Partai Demokraatit Pro-Business, yang mendukung pendekatan lambat untuk kemerdekaan dari Denmark, memenangkan pemilihan.
Partai Demokraatit Oposisi Kanan Greenland telah memenangkan pemilihan parlemen yang dibayangi oleh janji Presiden Amerika Serikat Donald Trump untuk mengendalikan pulau Arktik yang ditempatkan secara strategis.
Demokraatit, yang digambarkan sebagai pro-bisnis dan mendukung pendekatan yang lambat untuk kemerdekaan dari Denmark, memenangkan 29,9 persen suara setelah pemilihan hari Selasa, laporan kantor berita Reuters, di depan Partai Oposisi Naleraq, yang mendukung kemerdekaan yang cepat, pada 24,5 persen setelah semua suara dihitung.
“Orang-orang ingin perubahan … Kami ingin lebih banyak bisnis untuk membiayai kesejahteraan kami,” kata Jens-Frederik Nielsen, pemimpin Demokraatit dan mantan menteri industri dan mineral.
“Kami tidak ingin kemerdekaan besok, kami menginginkan fondasi yang baik,” kata Nielsen kepada wartawan.
Nielsen sekarang akan mendapatkan kesempatan untuk membentuk koalisi yang mengatur melalui pembicaraan dengan pihak lain.
Partai Greenland yang memerintah Inuit Ataqatigiit Partai dan mitranya Siumut, yang juga mencari jalan lambat menuju kemerdekaan, memenangkan 36 persen suara gabungan, turun dari 66,1 persen pada 2021.
Voting diperpanjang setengah jam melewati tenggat waktu 22:00 GMT pada hari Selasa di tengah jumlah pemilih yang tinggi di beberapa 72 stasiun pemungutan suara di seluruh pulau yang kaya mineral, di mana 40.500 orang berhak memberikan suara mereka.
Janji Trump
Sejak menjabat pada bulan Januari, Trump telah berjanji untuk menjadikan Greenland-wilayah semi-otonom Denmark-bagian dari AS, dengan mengatakan itu sangat penting bagi kepentingan keamanan AS.
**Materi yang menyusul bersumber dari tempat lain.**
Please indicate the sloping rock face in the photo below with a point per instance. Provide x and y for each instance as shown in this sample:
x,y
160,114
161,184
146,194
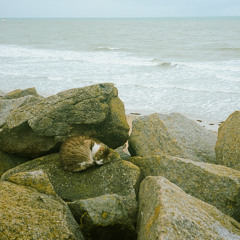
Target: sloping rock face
x,y
2,94
167,212
228,142
9,105
9,161
27,213
173,135
118,176
107,217
21,93
38,128
214,184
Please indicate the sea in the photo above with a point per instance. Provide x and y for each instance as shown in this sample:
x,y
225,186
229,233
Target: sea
x,y
164,65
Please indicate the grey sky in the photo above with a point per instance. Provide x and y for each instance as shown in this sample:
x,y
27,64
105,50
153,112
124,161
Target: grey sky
x,y
118,8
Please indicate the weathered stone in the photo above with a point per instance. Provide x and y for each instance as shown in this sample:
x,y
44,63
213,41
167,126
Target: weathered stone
x,y
167,212
173,135
106,217
21,93
8,161
214,184
228,142
28,214
37,129
118,177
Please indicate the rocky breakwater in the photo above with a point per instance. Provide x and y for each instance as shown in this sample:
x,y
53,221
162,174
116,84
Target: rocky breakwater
x,y
173,186
40,199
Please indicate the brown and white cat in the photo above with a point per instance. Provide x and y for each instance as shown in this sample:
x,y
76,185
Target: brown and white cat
x,y
81,152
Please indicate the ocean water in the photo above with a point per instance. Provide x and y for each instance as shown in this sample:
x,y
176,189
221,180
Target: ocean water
x,y
186,65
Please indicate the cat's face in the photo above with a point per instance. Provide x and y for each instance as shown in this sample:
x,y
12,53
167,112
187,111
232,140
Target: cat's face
x,y
102,153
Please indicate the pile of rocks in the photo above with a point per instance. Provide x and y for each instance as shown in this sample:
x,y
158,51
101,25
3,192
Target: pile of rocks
x,y
171,187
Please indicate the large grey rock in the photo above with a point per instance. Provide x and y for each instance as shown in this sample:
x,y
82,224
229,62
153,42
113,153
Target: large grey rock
x,y
214,184
167,212
38,128
173,135
228,142
8,161
27,213
118,176
9,105
107,217
21,93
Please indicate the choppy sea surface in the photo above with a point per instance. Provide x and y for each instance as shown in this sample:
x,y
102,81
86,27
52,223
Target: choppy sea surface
x,y
186,65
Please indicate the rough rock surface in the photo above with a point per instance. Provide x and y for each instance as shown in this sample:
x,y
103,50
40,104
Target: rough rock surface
x,y
228,142
214,184
167,212
173,135
8,105
27,213
106,217
9,161
21,93
38,128
120,177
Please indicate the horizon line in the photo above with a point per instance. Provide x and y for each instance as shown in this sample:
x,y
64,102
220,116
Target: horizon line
x,y
230,16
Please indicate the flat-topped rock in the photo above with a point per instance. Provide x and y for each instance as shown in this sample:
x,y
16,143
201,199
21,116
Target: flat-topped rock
x,y
108,217
119,177
173,135
215,184
167,212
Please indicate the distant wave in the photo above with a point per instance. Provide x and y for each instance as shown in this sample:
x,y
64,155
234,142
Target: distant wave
x,y
108,49
161,64
169,87
237,49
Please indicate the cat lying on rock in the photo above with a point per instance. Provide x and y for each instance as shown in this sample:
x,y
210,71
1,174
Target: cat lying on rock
x,y
81,152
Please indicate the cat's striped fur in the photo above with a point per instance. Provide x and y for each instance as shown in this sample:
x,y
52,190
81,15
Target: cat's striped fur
x,y
81,152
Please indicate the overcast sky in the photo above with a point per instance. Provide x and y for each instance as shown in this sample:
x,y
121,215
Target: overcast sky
x,y
118,8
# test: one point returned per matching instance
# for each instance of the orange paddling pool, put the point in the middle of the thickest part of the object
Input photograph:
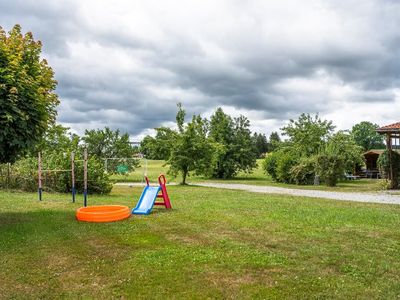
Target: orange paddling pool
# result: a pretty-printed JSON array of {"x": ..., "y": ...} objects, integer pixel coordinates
[{"x": 103, "y": 213}]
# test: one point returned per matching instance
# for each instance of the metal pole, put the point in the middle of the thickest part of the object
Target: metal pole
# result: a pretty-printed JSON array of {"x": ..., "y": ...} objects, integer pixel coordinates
[
  {"x": 85, "y": 177},
  {"x": 40, "y": 176},
  {"x": 389, "y": 148},
  {"x": 73, "y": 176}
]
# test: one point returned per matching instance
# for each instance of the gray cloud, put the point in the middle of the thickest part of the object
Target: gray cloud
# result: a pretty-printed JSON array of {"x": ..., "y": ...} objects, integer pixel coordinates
[{"x": 126, "y": 65}]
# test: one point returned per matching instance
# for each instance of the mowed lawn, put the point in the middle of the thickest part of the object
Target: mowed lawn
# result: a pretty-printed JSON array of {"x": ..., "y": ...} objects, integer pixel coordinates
[{"x": 212, "y": 244}]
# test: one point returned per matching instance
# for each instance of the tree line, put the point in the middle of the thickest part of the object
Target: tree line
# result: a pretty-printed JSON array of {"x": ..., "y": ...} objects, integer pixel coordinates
[{"x": 220, "y": 147}]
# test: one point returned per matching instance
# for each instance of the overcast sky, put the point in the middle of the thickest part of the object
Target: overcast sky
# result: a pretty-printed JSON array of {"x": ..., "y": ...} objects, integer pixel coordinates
[{"x": 125, "y": 64}]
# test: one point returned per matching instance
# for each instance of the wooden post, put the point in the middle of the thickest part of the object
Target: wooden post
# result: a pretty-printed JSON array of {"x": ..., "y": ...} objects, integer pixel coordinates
[
  {"x": 85, "y": 177},
  {"x": 40, "y": 176},
  {"x": 73, "y": 189}
]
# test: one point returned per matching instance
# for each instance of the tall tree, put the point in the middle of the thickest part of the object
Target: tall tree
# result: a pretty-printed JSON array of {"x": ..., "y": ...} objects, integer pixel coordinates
[
  {"x": 238, "y": 152},
  {"x": 261, "y": 143},
  {"x": 109, "y": 144},
  {"x": 365, "y": 135},
  {"x": 193, "y": 151},
  {"x": 308, "y": 134},
  {"x": 274, "y": 141},
  {"x": 27, "y": 99}
]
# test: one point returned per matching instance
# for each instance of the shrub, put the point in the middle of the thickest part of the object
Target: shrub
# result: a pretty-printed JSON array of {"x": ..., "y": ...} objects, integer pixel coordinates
[
  {"x": 330, "y": 168},
  {"x": 304, "y": 171},
  {"x": 285, "y": 162}
]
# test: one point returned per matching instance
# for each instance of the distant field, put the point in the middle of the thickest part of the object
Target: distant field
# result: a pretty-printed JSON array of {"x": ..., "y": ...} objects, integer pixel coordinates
[
  {"x": 212, "y": 244},
  {"x": 156, "y": 167}
]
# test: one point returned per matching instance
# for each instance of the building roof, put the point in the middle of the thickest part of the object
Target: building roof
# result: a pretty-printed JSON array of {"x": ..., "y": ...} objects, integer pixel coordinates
[{"x": 395, "y": 127}]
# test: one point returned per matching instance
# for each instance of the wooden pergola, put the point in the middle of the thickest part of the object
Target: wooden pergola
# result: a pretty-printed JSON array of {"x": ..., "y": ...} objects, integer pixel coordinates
[{"x": 391, "y": 132}]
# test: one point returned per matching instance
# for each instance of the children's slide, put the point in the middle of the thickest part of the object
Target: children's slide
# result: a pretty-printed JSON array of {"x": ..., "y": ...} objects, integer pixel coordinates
[{"x": 146, "y": 200}]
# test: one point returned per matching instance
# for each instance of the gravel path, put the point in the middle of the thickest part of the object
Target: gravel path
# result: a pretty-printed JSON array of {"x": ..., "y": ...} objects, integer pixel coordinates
[{"x": 344, "y": 196}]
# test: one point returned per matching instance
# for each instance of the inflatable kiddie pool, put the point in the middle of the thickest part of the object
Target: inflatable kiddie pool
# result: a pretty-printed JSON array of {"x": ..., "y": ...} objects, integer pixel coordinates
[{"x": 103, "y": 213}]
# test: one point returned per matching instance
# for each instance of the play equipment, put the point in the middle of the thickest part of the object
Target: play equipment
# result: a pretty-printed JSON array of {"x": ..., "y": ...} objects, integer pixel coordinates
[
  {"x": 103, "y": 213},
  {"x": 71, "y": 170},
  {"x": 150, "y": 193}
]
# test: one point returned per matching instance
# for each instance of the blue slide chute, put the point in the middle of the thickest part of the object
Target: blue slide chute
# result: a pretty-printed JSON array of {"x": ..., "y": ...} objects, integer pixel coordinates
[{"x": 146, "y": 200}]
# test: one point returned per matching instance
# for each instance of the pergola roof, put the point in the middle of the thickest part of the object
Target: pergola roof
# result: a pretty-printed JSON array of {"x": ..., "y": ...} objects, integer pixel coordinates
[{"x": 391, "y": 128}]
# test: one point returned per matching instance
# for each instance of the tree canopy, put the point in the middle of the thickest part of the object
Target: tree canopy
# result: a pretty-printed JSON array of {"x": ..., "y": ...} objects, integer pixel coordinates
[
  {"x": 238, "y": 151},
  {"x": 307, "y": 134},
  {"x": 111, "y": 145},
  {"x": 27, "y": 98},
  {"x": 365, "y": 135},
  {"x": 193, "y": 151}
]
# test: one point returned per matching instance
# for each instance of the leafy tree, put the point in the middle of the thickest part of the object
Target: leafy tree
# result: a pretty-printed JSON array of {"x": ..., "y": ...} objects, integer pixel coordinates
[
  {"x": 57, "y": 138},
  {"x": 147, "y": 147},
  {"x": 365, "y": 135},
  {"x": 340, "y": 154},
  {"x": 160, "y": 146},
  {"x": 308, "y": 134},
  {"x": 274, "y": 141},
  {"x": 245, "y": 151},
  {"x": 27, "y": 99},
  {"x": 238, "y": 151},
  {"x": 106, "y": 144},
  {"x": 261, "y": 143},
  {"x": 193, "y": 151}
]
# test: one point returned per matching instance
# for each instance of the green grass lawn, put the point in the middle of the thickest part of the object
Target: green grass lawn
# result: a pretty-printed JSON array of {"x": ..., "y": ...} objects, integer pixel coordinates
[
  {"x": 156, "y": 167},
  {"x": 212, "y": 244}
]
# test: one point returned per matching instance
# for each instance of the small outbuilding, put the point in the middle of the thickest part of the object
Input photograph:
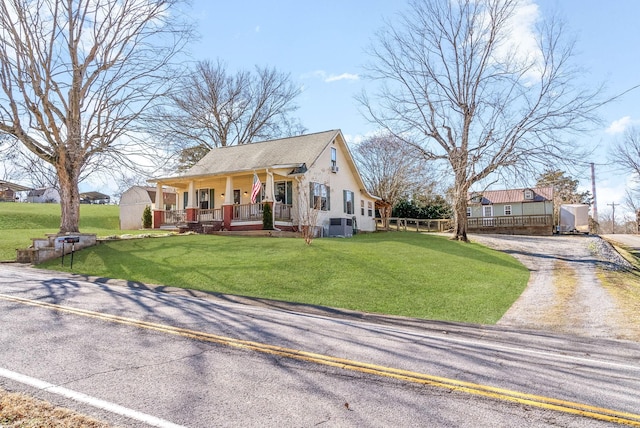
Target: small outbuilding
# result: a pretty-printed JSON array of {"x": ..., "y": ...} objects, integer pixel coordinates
[
  {"x": 94, "y": 198},
  {"x": 8, "y": 191},
  {"x": 44, "y": 195},
  {"x": 134, "y": 200}
]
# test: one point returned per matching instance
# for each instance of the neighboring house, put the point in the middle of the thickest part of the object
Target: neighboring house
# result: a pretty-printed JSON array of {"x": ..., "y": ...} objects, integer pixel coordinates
[
  {"x": 134, "y": 200},
  {"x": 8, "y": 191},
  {"x": 94, "y": 198},
  {"x": 44, "y": 195},
  {"x": 295, "y": 173},
  {"x": 526, "y": 211}
]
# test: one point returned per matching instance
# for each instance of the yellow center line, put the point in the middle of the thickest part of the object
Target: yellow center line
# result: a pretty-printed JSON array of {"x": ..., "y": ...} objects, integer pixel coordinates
[{"x": 533, "y": 400}]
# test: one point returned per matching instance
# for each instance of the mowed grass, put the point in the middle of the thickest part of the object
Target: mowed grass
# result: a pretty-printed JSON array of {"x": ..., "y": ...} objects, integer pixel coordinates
[
  {"x": 399, "y": 273},
  {"x": 19, "y": 222}
]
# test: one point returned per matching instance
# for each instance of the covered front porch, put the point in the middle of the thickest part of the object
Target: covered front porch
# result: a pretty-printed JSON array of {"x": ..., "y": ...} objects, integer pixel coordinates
[{"x": 216, "y": 203}]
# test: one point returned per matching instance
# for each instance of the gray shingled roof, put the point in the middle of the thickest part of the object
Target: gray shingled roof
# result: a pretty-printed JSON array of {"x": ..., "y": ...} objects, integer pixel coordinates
[{"x": 293, "y": 150}]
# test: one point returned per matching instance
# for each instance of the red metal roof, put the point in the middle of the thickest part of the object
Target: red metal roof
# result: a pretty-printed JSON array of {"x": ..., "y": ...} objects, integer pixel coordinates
[{"x": 510, "y": 196}]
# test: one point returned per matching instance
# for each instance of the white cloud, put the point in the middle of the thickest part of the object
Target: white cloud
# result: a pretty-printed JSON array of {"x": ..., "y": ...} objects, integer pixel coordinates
[
  {"x": 619, "y": 126},
  {"x": 520, "y": 38},
  {"x": 343, "y": 76},
  {"x": 329, "y": 78}
]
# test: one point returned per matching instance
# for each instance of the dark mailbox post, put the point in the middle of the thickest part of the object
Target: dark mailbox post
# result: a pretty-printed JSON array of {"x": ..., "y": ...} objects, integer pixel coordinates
[{"x": 69, "y": 240}]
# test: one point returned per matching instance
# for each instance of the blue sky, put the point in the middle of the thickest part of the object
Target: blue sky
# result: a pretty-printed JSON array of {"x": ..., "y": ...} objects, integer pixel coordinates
[{"x": 322, "y": 45}]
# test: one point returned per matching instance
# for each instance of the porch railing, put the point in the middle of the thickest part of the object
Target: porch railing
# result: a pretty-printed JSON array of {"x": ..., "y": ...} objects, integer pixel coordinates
[
  {"x": 173, "y": 216},
  {"x": 214, "y": 214},
  {"x": 282, "y": 212},
  {"x": 245, "y": 212},
  {"x": 509, "y": 221}
]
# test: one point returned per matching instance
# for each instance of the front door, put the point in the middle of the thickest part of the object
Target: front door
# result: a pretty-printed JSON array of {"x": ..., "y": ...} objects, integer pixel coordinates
[
  {"x": 487, "y": 213},
  {"x": 203, "y": 197}
]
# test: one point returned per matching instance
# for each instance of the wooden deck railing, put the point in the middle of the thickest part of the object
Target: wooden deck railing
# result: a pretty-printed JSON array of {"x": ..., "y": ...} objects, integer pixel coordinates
[
  {"x": 509, "y": 221},
  {"x": 417, "y": 224}
]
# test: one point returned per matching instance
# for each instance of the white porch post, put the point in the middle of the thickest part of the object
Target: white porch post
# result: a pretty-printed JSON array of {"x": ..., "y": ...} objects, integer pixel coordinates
[
  {"x": 269, "y": 187},
  {"x": 192, "y": 203},
  {"x": 159, "y": 197},
  {"x": 228, "y": 193}
]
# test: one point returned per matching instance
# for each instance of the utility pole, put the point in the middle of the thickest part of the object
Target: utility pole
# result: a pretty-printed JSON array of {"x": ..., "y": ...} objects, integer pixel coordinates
[
  {"x": 593, "y": 192},
  {"x": 613, "y": 216}
]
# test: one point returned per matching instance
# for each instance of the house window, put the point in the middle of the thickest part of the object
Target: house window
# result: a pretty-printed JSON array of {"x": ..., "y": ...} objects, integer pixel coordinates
[
  {"x": 319, "y": 196},
  {"x": 284, "y": 192},
  {"x": 349, "y": 201}
]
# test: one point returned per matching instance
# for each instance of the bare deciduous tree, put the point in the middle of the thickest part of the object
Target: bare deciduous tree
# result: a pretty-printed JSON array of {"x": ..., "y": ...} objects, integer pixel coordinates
[
  {"x": 626, "y": 154},
  {"x": 457, "y": 85},
  {"x": 213, "y": 108},
  {"x": 76, "y": 76},
  {"x": 391, "y": 170}
]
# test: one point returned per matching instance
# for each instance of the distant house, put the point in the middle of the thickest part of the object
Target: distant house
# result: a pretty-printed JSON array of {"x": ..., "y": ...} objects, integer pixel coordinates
[
  {"x": 134, "y": 200},
  {"x": 297, "y": 176},
  {"x": 43, "y": 195},
  {"x": 94, "y": 198},
  {"x": 8, "y": 191},
  {"x": 527, "y": 211}
]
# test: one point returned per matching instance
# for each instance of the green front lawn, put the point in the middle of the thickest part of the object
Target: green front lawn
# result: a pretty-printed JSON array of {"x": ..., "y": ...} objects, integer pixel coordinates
[
  {"x": 397, "y": 273},
  {"x": 19, "y": 222}
]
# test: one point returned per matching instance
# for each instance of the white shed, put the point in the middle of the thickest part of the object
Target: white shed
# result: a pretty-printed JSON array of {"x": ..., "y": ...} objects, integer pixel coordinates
[
  {"x": 134, "y": 200},
  {"x": 43, "y": 195}
]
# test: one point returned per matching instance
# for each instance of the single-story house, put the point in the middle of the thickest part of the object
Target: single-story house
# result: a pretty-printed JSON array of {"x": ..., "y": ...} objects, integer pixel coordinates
[
  {"x": 44, "y": 195},
  {"x": 134, "y": 200},
  {"x": 8, "y": 191},
  {"x": 527, "y": 211},
  {"x": 308, "y": 180}
]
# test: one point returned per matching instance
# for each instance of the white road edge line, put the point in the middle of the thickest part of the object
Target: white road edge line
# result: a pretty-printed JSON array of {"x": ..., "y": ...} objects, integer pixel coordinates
[{"x": 86, "y": 399}]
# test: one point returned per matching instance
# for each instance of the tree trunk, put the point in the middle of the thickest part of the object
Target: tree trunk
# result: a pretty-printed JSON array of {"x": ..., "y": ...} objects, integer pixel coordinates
[
  {"x": 460, "y": 211},
  {"x": 69, "y": 200}
]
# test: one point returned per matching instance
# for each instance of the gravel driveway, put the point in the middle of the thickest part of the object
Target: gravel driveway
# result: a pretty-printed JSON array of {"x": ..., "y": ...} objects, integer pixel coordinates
[{"x": 564, "y": 294}]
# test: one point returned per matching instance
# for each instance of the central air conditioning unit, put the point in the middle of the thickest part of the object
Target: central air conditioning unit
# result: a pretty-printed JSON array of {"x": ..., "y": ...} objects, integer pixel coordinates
[{"x": 341, "y": 227}]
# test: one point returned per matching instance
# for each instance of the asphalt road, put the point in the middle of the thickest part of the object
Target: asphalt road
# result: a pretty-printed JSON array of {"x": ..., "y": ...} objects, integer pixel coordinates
[{"x": 203, "y": 362}]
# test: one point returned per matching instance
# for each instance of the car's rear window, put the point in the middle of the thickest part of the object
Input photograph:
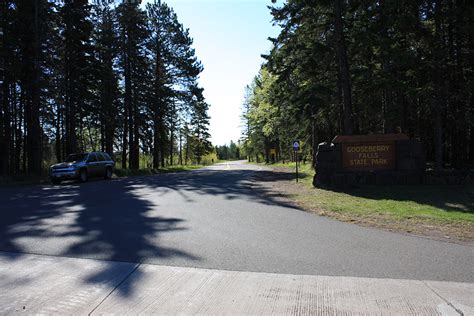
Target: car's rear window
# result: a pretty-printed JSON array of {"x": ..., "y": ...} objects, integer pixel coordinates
[
  {"x": 100, "y": 156},
  {"x": 75, "y": 157},
  {"x": 92, "y": 157}
]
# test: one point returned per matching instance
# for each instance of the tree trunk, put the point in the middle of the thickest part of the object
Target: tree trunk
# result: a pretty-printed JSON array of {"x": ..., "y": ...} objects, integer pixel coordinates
[
  {"x": 438, "y": 88},
  {"x": 344, "y": 73}
]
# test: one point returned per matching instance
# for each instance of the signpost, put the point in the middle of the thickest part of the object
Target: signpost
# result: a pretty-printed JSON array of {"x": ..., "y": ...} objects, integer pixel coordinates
[{"x": 296, "y": 148}]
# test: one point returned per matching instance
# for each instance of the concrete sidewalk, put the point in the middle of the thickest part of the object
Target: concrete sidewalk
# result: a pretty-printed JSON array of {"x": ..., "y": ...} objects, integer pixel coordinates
[{"x": 34, "y": 284}]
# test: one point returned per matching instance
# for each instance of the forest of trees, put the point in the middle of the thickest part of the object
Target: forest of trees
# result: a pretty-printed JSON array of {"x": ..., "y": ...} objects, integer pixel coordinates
[
  {"x": 363, "y": 67},
  {"x": 228, "y": 152},
  {"x": 82, "y": 75}
]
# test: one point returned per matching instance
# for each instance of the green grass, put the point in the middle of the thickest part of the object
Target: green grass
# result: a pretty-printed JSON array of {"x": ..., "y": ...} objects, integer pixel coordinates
[{"x": 439, "y": 204}]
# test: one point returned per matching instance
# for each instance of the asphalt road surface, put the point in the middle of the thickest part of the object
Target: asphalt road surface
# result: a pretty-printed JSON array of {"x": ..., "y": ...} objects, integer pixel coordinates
[{"x": 212, "y": 218}]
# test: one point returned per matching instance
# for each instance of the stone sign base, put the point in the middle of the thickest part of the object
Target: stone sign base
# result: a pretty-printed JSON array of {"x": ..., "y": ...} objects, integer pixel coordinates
[{"x": 391, "y": 159}]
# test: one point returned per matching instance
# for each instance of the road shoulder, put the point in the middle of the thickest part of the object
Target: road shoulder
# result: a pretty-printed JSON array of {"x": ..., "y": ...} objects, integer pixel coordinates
[{"x": 56, "y": 285}]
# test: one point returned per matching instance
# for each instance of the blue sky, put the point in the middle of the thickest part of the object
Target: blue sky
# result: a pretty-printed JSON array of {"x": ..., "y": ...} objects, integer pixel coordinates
[{"x": 229, "y": 37}]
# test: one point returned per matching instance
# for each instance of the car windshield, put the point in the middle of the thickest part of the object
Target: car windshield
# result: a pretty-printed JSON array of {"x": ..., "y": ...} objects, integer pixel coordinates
[{"x": 76, "y": 157}]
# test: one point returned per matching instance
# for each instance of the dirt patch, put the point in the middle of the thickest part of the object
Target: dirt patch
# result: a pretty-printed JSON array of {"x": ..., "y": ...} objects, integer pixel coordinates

Pulau yang luas, dengan populasi hanya 57.000, telah terperangkap dalam perlombaan geopolitik untuk dominasi di Kutub Utara, di mana topi es yang meleleh membuat sumber daya yang kaya dari logam tanah jarang lebih mudah diakses dan membuka rute pengiriman baru.
Perdana Menteri Greenland, Mute Bourup Egede, menyebut pemilihan bulan lalu, mengatakan wilayah itu perlu dipersatukan selama “waktu yang serius” yang tidak seperti apa pun yang pernah dialami Greenland.
Sementara Trump telah blak -blakan tentang keinginannya untuk mengendalikan Greenland, baik Rusia maupun Cina juga mengintensifkan aktivitas militer di wilayah Kutub Utara.
Greenland adalah mantan koloni Denmark dan wilayah sejak tahun 1953. Ia memperoleh otonomi pada tahun 1979 ketika parlemen pertamanya dibentuk, tetapi Kopenhagen masih mengendalikan urusan luar negeri, pertahanan, dan kebijakan moneter dan menyediakan hanya di bawah $ 1 miliar setahun bagi perekonomian.
Pada tahun 2009, Greenland memenangkan hak untuk menyatakan kemerdekaan penuh melalui referendum, meskipun belum melakukannya karena kekhawatiran bahwa standar hidup akan turun tanpa dukungan ekonomi Denmark.
Julie Rademacher, seorang konsultan dan mantan penasihat pemerintah Greenland, mengatakan bahwa sejak awal, kampanye pemilu berfokus pada kemarahan dan frustrasi yang ditujukan untuk kesalahan sejarah oleh mantan penguasa kolonial Denmark.
“Tapi saya pikir ketakutan akan pendekatan imperialis AS akhir -akhir ini menjadi lebih besar dari kemarahan terhadap Denmark,” kata Rademacher.
Kantor Berita Reuters berbicara kepada lebih dari selusin warga Greenland di Nuuk, yang semuanya mengatakan mereka lebih menyukai kemerdekaan, meskipun banyak yang menyatakan keprihatinan bahwa transisi cepat dapat merusak ekonomi dan menghilangkan layanan kesejahteraan Nordik seperti universal Healthcare dan Free Schooling.
“Kami tidak ingin menjadi bagian dari AS karena alasan yang jelas; Kesehatan dan Trump, ”kata Tuuta Lynge-Larsen, seorang karyawan bank dan penduduk Nuuk, menambahkan bahwa pemilihan ini sangat penting.
Sebuah jajak pendapat pada bulan Januari menyarankan bahwa mayoritas penduduk Greenland mendukung kemerdekaan tetapi dibagi pada waktu.